I've edited the statechange-notify.sh file by hand way back when I filed #10123, however even after editing and testing today on a new machine, I still don't get any sort of notice, aside from a resilver finish event. I'm running proxmox 7.0-13, and zfs zfs-2.0.6-pve1~bpo10+1 zfs-kmod-2.0.5-pve1.

Adding the changes in #12630 don't result in any notifications for me.

If anyone would like to have me do further testing on this, I'm available to do so, as I have a multi drive server available for testing, and would really like to see this (critical IMO) bug squashed.

masipcat commented 3 years ago

@exitcomestothis I run Proxmox 7 with ZFS as well and found the same problem a couple of months ago. I reviewed my notes and I noticed that apart of applying https://github.com/cbane/zfs/commit/f4f16389413061ed0b670df1cbd17954518a3096 I changed these lines in /etc/zfs/zed.d/zed.rc:

-ZED_NOTIFY_VERBOSE=0
+ZED_NOTIFY_VERBOSE=1

-ZED_SYSLOG_SUBCLASS_INCLUDE="checksum|scrub_*|vdev.*"
+ZED_SYSLOG_SUBCLASS_INCLUDE="*"
cholzer79 commented 3 years ago

@exitcomestothis I run Proxmox 7 with ZFS as well and found the same problem a couple of months ago. I reviewed my notes and I noticed that I changed this lines in /etc/zfs/zed.d/zed.rc:

-ZED_NOTIFY_VERBOSE=0
+ZED_NOTIFY_VERBOSE=1

-ZED_SYSLOG_SUBCLASS_INCLUDE="checksum|scrub_*|vdev.*"
+ZED_SYSLOG_SUBCLASS_INCLUDE="*"

With this in place I DONT get a notification when a drive is disconnected.

Only when I add UNAVAIL as per this patch, it works. https://github.com/cbane/zfs/commit/f4f16389413061ed0b670df1cbd17954518a3096

cholzer79 commented 3 years ago

I've edited the statechange-notify.sh file by hand way back when I filed #10123, however even after editing and testing today on a new machine, I still don't get any sort of notice, aside from a resilver finish event. I'm running proxmox 7.0-13, and zfs zfs-2.0.6-pve1~bpo10+1 zfs-kmod-2.0.5-pve1.

Adding the changes in #12630 don't result in any notifications for me.

If anyone would like to have me do further testing on this, I'm available to do so, as I have a multi drive server available for testing, and would really like to see this (critical IMO) bug squashed.

I just did another test install, added these changes https://github.com/cbane/zfs/commit/f4f16389413061ed0b670df1cbd17954518a3096 And now I do get a notification when I disconect a drive.
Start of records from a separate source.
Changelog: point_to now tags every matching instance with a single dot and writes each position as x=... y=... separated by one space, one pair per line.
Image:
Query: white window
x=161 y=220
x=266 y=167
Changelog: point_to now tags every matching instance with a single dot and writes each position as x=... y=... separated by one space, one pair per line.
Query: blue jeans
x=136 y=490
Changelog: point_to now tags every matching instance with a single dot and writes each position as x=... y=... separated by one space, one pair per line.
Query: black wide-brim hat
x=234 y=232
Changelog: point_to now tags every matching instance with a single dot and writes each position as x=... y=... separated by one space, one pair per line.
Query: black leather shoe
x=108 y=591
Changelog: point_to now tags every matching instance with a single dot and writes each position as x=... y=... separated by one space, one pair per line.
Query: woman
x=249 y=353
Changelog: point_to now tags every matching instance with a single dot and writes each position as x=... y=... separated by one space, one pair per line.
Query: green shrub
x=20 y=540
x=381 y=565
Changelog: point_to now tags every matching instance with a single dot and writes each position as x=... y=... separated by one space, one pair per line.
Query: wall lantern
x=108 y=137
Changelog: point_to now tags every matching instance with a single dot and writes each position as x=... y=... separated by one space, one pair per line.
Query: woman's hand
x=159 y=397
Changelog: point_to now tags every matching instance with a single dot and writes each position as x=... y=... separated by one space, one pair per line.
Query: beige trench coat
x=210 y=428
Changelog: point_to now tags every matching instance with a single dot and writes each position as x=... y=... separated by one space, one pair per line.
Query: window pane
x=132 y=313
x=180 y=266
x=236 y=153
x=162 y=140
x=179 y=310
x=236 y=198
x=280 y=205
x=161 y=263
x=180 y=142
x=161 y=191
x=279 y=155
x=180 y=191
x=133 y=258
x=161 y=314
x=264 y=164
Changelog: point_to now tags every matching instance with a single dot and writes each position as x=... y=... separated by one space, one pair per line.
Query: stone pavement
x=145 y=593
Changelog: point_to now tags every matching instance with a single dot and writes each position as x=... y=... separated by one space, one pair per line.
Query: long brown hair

Without these edits I don't get a notification when a drive drops out.

masipcat commented 3 years ago

I just did another test install, added these changes cbane@f4f1638 And now I do get a notification when I disconect a drive. Without these edits I don't get a notification when a drive drops out.

Yeah, I assumed this patch https://github.com/cbane/zfs/commit/f4f16389413061ed0b670df1cbd17954518a3096 was already applied. I edited the original comment to clarify it.

OSHW-Rico commented 2 years ago

So it is not fixed in proxmox 7.1?

I just tested it myself and i don't get mails for disconnected drives. But for resilvering...

Anyway an awesome piece of software, could disconnect and reconnect on the fly while moving big files and no corruption in the end. But an alert would still be nice.

behlendorf commented 2 years ago

This fix was included as of the OpenZFS 2.1.3 release. Commit 487bb7762.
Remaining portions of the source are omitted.